GIS (geographic information systems) has become a tremendously popular technology because of its ability to use location and visualization to integrate many otherwise incompatible types of information. Whether in disaster relief, marketing, strategic planning, environmental impact, or many other areas, GIS lets officials, managers, and executives gain insights that would never before have been possible.

And yet, GIS is often associated by lay persons with a relatively small subset of applications: utility companies tracking electrical poles, for example, or a city providing clearance for digging by construction companies that want to avoid water or gas mains. It’s a shame, because there are many more potential uses for GIS, limited only by the available data, as anyone with a GIS degree could tell you.

That’s why the announcement of the Spatial Data Repository of health and demographic data from BlueSource can be helpful. It reminds everyone, tyro and pro alike, of how much variety there can be in uses, largely because of the availability of third-party data. GIS users get more capabilities at a much lower cost than trying to accumulate such data themselves.

The free data comes from a variety of sources, including the MEASURE Demographic and Health Surveys, or DHS, and U.S. Census Bureau population estimates and projections. Available for dozens of countries, it focuses on largely emerging areas and not more economically established regions like the U.S., Europe, Russia, or China. Here are some of the common data types that are available on a “national or subnational” basis:

  • characteristics of households
  • fertility
  • family planning
  • other proximate determinates of fertility
  • fertility preferences
  • early childhood mortality
  • maternal and child health
  • maternal and child nutrition
  • malaria

Each of these data types can break down into further subtypes. For example, click on malaria and you get such items as household possession and use of mosquito nets, prevalence and prompt treatment of children with fever, home availability of antimalarial drugs, and type and timing of antimalarial drugs taken by children with fever.

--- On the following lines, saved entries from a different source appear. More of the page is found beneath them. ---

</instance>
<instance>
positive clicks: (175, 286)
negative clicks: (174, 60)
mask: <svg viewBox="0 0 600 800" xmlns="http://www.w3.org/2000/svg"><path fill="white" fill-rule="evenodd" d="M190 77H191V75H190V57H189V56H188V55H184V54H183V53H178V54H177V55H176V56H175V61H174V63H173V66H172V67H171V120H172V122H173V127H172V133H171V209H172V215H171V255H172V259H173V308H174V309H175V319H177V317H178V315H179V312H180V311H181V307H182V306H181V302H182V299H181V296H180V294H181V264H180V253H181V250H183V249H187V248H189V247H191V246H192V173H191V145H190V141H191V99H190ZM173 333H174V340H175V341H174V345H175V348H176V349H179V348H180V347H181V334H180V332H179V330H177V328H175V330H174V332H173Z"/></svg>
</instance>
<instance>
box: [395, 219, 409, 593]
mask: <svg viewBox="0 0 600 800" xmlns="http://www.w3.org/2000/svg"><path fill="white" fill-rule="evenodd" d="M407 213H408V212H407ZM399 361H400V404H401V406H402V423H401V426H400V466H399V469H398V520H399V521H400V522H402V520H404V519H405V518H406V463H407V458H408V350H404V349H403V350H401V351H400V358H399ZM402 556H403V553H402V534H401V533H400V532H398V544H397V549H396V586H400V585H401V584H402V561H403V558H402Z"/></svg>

Fertility would include birth order, current fertility, fertility trends, children born and living, teenage pregnancy and motherhood by background characteristics, and other factors.

Will most GIS professionals use such information? Probably not. Even those in health care or public health might not have need for such international characteristics. But the point is that extensive and unusual data is available to GIS practitioners, often at little or no cost. Before embarking on a GIS project, do some research and see what is available. Consider for a moment even things that you might automatically dismiss; innovation happens when two previously unconnected ideas are put together. You never can tell when a slight twist in what you look at opens new possibilities for your organization.